A central message during my youth and young adulthood was the inevitability, and acceptability, of divorce — and don’t hammer me; like everyone in the country today, I have loved ones and friends intimately acquainted with divorce. This is an interesting point, incidentally: in the 6th grade, the “new girl” in the class was from a divorced family — joining only one other such situationally-placed person in a class of 29 other children. We were fascinated by her, as if she were some sort of alien, and asked, “What’s it like — having your parents divorced?”

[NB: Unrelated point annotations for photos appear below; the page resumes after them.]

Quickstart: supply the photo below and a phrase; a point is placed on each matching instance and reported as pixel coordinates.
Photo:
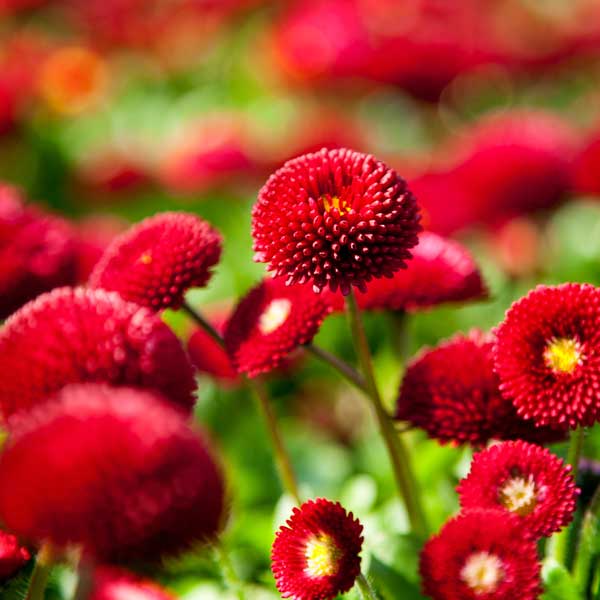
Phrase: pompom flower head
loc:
(270, 321)
(452, 392)
(547, 355)
(75, 336)
(335, 218)
(157, 260)
(481, 554)
(136, 483)
(524, 479)
(315, 556)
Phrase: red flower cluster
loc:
(157, 260)
(76, 335)
(315, 556)
(335, 218)
(135, 482)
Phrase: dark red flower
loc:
(117, 584)
(336, 218)
(76, 335)
(452, 392)
(157, 260)
(315, 556)
(136, 483)
(523, 479)
(37, 252)
(481, 554)
(547, 355)
(12, 555)
(270, 321)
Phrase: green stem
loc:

Nowadays, it is the child with the original model of parents who is the alien — a major societal change effected in just a little more than a generation. Divorce is normal; it’s expected; and it’s considered inevitable, so much so that many young people question whether it’s worth getting married, since everybody gets divorced anyway.
Shaping Young, and Older, Minds
People did not always think this way, but as my Son and Heir observed, if you say something enough, it begins to be accepted as truth.
The mass media of my youth — during the 70s and 80s — focused on divorce, and TV shows like The Brady Bunch, The Partridge Family, and One Day at a Time “explored” the concept of this phenomenon, until it no longer seemed like a phenomenon. Everybody was doing it because, eventually, everybody was, and while it is good to have the stigma removed, it’s not so good to accept, and embrace, a bad solution as the only, and best, option.
While Mike and Carol Brady showed me the relative ease with which a family blends, cop shows and detective movies shaped my opinion of the police, and well into my motherhood I told my children, “You can trust a police officer, because they always do right.”
How did I know this so confidently? I had never met an actual police officer, but my opinions were shaped by Sheriff Taylor of Mayberry R.F.D., Officers Malloy and Reed of One Adam 12, and Starsky and Hutch. Much of what I learned about life, and relationships, and reality — in my formative, youthful years — I learned from TV and movies.
And TV and movies, as we all know, are supposed to be make believe. But do the people making them believe this?
Out in Plain Sight
So now, the world of make believe is showing us the future, one in which people are divided into set, determined groups and controlled, heavy handedly, by a corrupt, totalitarian government. It strikes too close to the truth, and while some would say,
“Don’t be a conspiracy theorist! If this were really the intention of evil parties, they sure wouldn’t show it on a great big movie screen!”
Why not? Ultimately, the result of the message is a sense of hopelessness, a feeling that it’s all inevitable anyway, and there’s nothing anybody can do about it. It’s along the lines of those who believe in the End Times as set forth by the Left Behind movies and books — it’s all going to come to a rotten end before it gets good again, anyway, so why bother?
Such is the message of mass media, pointed straight at the masses, and if you, like me, feel offended at being lumped into a group of easily controlled, mindless automatons, then do something about it, and leave the group. As a Christian, I belong to a different group — a flock of sheep, actually — and rather than allow myself to be controlled, dictated to, and ultimately destroyed by wolves, I’ll focus my time, attention, thoughts, money, and life on the Good Shepherd, who laid his life down for me, as opposed to trying to grasp it in his jaws.
“The thief comes only to steal and kill and destroy,” Jesus says in John 10:10. “I have come that they may have life, and have it to the full.”
I don’t know about you, but much of what I see on mass media — TV, movies, magazines, newspapers, churned out and poorly written books — doesn’t leave me with a sense of abundance in my life, but hopelessness. Why follow that?
Thank you for joining me at Commonsense Christianity where I try to separate the truth of life from the lies of man, many of which are well woven into the fiber of our individual cultures.